Jornal Correio Braziliense

Cidades

Crônica da Cidade

Velho oeste Minas Gerais

Dona Maria Rosa era mulher à frente do seu tempo. Fazia contas, datilografava e trabalhou em banco nas Minas Gerais quando não era comum que acontecesse. Fazedora de doces e contadora de histórias, morreu quase sem memória, na cama, na casa de uma das filhas, perdida no tempo como uma personagem de Gabriel García Márquez. Mas conservou, o quanto pôde, as narrativas deliciosas de andanças e aventuras que teve. São lembranças fabulosas que ela passou para as filhas, os netos e, agora, com vida própria e um acúmulo de pequenas variações, os contos chegam aos bisnetos.

Vovó Rosa, como foi chamada nas últimas décadas de vida, aparece no livro A força da palavra mudou uma cidade, Teses e testemunhos, de autoria do padre Alfonso Pastore, como Maria Rosa Cordeiro. A crônica é próxima do que, sentada na cadeira, com a perna esquerda ferida, enfaixada, o cabelo branquinho e curto, no alpendre de um sítio nas fronteiras da capital, ela contava para os netos, com a voz empostada e o mesmo entusiasmo de todas as vezes.

O fato se deu em meados de 1927. Mas tudo isso poderia ter ocorrido em qualquer momento do passado. Um filme de velho oeste em uma cidade de pedras e casarões, passado sob a ótica de uma menina de 9 anos que presencia a tomada de Paracatu. Em uma das versões, um homem corre pelas ruas da cidade. ;Os revoltosos estão chegando! Os revoltosos estão chegando!” Imbuído de urgência e medo, ele urina nas roupas. Perto dali, outro se aproxima do bando de 40 homens armados. Gigantes sobre cavalos, tomam-lhe a montaria, o dinheiro, tudo. Ele protesta e pede para falar com o chefe.

Quem vem ao encontro de Antônio Cordeiro é Siqueira Campos. Um sobrevivente da Revolta dos 18 do Forte de Copacabana e um dos líderes da Coluna Prestes ; movimento tenentista florescido no âmago da insatisfação com a política oligárquica da República do Café com Leite. A Coluna, já desmembrada, vivia seus últimos dias, em fuga, e já tinha mais características de salteadores que de militantes políticos. O militar assente aos pedidos do homem e ordena que lhe devolvam o relógio, um Patek Philippe, presente do pai que a vítima trouxera de Portugal para o Brasil quando jovem.

Na cidade, os revoltosos quebraram a loja de um homem que tentou impedir-lhes a entrada no estabelecimento, e um dos invasores morreu com um tiro dado por um morador. Por isso, correram pela região, entrando em residências, em busca de vingança.
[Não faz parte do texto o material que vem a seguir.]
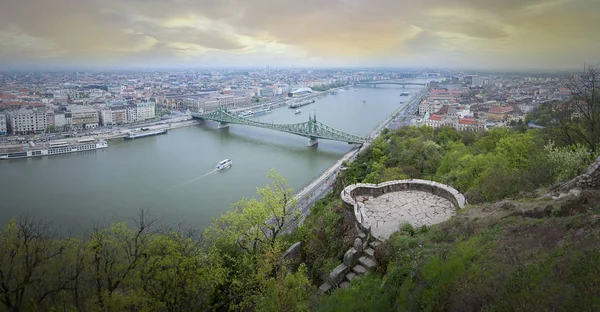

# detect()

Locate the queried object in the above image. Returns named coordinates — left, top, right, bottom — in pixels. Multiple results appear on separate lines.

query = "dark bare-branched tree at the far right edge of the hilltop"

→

Puseram de joelhos um que poderia contar-lhes onde morava o desafeto, mas não conseguiram encontrá-lo. Também entraram na loja do cunhado de Antônio Cordeiro, Alexandre, tio por parte de mãe de Maria Rosa, e pediram arreios. Os equipamentos de montaria ficavam em vigas no teto. Como o pé direito era alto e a iluminação era de lamparina, precária, o comerciante blefou. Disse que não vendia mais. Podia ter morrido, mas a mentira colou. Em outra versão, no entanto, eles levaram os selins e o que mais quiseram.

Também pediram dinheiro e ameaçaram incendiar a cidade. Mas foi no dia seguinte que se deu o fato que dona Maria Rosa contava com maior emoção. Siqueira Campos pediu a Alexandre café fresco para todos os homens. A menina ajudou no preparo com a mãe, Virgínia, uma tia, duas empregadas, além de vizinhos.

Uma das mulheres propôs que envenenassem o café, mas Vigínia interveio. Além de ser cruel, era certo que eles obrigariam alguém a tomar a bebida envenenada primeiro. Dois carregadores levaram a encomenda: José Machado Borba e Joaquim Crispim. Antes dos homens da Coluna, como era esperado, a dupla tomou mais de uma xícara, para provar que ninguém morreria. Os revoltosos partem com um homem a menos. A fuga termina com o bando de Siqueira Campos se exilando no Paraguai e o restante na Bolívia. Três anos depois, Getúlio Vargas tomaria o poder.